A computer simulation is a useful step during the design of an electronic circuit to test the various features and behavior of the circuit before a physical embodiment is built. One circuit simulator is known as ENTICE which automates a previously tedious, difficult and error-prone process of determining circuit parameter reaction to various input stimuli. The circuit may be mathematically modeled in the computer simulator whereby the design parameters may be verified or manipulated to work out the inevitable problems associated with different embodiments before proceeding with the cost and effort of building an actual hardware model. The simulator generates a pre-defined library of models for transistor level characteristics such as timing and propagation delay. When the circuit under simulation includes a large number of transistors and other electrical components, the user may group transistors into functional blocks known as cells. Thus, the designer may work at a higher level with these functional cell blocks.

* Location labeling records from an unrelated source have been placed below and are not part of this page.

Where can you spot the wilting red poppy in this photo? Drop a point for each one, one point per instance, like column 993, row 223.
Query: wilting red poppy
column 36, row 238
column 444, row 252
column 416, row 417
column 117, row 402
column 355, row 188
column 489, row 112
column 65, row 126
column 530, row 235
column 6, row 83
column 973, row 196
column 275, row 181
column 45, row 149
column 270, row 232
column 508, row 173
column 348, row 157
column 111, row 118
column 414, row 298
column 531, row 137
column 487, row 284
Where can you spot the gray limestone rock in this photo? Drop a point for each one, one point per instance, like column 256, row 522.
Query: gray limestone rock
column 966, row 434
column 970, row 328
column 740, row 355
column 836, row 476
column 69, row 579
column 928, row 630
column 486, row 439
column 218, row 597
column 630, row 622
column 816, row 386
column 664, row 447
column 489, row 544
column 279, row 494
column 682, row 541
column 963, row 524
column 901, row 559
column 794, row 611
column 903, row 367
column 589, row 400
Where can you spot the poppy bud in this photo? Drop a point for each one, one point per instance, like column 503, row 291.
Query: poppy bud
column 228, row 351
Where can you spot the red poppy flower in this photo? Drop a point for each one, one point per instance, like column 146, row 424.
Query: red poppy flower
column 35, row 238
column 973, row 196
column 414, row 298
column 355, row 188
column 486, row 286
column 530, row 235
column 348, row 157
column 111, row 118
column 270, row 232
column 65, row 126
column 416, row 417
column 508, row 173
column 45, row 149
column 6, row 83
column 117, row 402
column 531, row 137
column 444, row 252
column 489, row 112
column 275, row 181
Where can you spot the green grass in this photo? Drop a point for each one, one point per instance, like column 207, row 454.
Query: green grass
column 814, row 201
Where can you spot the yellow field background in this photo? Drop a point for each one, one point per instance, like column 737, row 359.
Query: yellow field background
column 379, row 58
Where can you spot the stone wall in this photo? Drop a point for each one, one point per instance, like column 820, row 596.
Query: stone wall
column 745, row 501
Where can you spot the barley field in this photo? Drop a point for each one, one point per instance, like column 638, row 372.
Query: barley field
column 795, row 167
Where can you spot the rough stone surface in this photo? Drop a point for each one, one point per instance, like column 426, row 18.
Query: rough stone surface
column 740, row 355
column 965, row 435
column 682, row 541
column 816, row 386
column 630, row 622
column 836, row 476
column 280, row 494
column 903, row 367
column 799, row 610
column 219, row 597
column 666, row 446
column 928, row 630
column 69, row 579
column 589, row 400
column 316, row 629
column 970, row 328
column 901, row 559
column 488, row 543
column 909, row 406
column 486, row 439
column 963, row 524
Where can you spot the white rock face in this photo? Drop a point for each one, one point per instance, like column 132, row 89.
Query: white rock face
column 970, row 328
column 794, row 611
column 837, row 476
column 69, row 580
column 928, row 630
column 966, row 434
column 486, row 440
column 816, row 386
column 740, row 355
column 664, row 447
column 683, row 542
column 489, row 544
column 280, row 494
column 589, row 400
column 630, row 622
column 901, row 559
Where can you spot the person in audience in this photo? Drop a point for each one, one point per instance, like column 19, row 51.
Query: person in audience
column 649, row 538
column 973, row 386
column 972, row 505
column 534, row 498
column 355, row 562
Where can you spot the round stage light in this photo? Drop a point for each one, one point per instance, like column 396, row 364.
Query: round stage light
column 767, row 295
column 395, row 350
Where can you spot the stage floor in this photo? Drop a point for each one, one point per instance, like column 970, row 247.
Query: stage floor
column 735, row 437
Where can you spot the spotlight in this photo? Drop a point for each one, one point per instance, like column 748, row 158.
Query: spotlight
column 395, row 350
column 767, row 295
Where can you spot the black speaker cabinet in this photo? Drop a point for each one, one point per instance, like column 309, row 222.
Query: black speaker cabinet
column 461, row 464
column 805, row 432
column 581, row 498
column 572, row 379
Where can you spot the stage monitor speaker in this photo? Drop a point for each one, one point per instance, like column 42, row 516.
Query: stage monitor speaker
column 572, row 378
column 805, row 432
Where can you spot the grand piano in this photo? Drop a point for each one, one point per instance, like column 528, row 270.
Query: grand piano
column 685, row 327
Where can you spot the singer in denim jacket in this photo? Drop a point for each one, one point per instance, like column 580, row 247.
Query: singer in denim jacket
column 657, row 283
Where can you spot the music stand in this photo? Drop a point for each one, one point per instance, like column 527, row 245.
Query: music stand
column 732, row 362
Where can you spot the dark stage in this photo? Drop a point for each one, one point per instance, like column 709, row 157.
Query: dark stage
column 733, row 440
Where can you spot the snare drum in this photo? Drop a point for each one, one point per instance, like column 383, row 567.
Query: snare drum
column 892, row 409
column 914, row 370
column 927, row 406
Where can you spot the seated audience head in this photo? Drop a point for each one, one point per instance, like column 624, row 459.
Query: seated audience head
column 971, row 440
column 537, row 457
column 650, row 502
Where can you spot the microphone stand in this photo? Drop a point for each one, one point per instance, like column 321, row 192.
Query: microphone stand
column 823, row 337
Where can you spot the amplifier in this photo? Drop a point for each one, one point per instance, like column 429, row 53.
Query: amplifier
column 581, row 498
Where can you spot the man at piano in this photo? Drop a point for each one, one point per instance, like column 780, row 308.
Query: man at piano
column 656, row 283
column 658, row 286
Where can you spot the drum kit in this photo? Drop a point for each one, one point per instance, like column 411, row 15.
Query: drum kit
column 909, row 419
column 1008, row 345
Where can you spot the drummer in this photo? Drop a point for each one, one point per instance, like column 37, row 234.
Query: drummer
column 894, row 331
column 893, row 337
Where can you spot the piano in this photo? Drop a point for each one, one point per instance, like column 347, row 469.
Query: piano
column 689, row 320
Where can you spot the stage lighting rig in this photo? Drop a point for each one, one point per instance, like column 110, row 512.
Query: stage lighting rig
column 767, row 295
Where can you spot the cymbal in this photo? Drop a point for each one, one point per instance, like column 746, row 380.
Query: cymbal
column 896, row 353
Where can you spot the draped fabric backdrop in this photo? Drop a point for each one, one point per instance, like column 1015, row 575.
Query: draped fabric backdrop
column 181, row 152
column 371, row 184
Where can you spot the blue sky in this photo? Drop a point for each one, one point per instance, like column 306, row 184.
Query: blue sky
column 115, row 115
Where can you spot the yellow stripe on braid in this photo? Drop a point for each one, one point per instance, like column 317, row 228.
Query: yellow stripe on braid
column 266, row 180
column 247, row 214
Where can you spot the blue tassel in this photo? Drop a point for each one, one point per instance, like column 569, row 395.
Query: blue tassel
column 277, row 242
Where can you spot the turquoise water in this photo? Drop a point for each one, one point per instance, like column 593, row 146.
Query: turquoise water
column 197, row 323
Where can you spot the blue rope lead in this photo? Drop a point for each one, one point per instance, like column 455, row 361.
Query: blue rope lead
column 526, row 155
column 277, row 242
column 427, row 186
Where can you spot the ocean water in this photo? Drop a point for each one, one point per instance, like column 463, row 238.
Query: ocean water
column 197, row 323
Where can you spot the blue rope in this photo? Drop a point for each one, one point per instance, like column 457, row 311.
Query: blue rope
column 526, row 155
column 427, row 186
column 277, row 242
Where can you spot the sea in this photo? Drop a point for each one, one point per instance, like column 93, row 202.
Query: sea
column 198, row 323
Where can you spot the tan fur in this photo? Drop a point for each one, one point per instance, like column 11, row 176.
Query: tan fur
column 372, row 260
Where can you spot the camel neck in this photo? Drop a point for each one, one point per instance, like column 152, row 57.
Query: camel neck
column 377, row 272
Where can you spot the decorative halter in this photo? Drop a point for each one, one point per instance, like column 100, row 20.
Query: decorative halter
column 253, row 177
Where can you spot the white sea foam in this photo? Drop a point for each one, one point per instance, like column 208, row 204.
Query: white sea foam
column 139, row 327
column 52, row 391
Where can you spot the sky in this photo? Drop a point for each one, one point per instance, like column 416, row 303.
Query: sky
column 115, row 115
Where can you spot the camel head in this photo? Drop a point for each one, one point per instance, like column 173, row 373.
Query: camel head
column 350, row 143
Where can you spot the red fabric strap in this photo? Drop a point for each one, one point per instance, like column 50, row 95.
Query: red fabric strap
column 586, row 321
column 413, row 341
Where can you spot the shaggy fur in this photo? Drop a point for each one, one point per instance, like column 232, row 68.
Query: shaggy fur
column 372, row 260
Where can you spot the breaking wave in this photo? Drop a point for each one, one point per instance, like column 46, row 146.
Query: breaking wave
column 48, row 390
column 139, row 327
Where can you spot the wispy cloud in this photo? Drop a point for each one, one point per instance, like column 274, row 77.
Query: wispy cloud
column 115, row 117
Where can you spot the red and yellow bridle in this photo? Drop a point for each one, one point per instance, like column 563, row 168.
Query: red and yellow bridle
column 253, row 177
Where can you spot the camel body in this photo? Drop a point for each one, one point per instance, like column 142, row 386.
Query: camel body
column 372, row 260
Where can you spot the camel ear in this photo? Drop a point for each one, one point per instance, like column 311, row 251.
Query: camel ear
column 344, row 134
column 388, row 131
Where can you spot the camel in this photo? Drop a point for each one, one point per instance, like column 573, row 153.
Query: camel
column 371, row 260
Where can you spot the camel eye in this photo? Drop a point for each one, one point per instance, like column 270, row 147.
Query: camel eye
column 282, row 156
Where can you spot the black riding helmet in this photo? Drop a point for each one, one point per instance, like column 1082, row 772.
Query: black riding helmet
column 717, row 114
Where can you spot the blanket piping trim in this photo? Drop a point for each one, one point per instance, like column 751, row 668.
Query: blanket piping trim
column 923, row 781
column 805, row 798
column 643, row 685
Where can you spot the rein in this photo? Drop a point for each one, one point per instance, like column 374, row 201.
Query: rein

One important design characteristic is the energy dissipation by the cell under simulation under a variety of operating conditions. Understanding the energy dissipation model of each cell is necessary to plan the overall energy requirements of the design. In the prior art, energy dissipated has been characterized at the transistor level. Transistor level characterization techniques become time consuming and inefficient when the function blocks under simulation contain a substantial number of transistors.
Hence, a need exists for high level modeling of energy dissipation in the cell under simulation especially when the cell includes multiple outputs.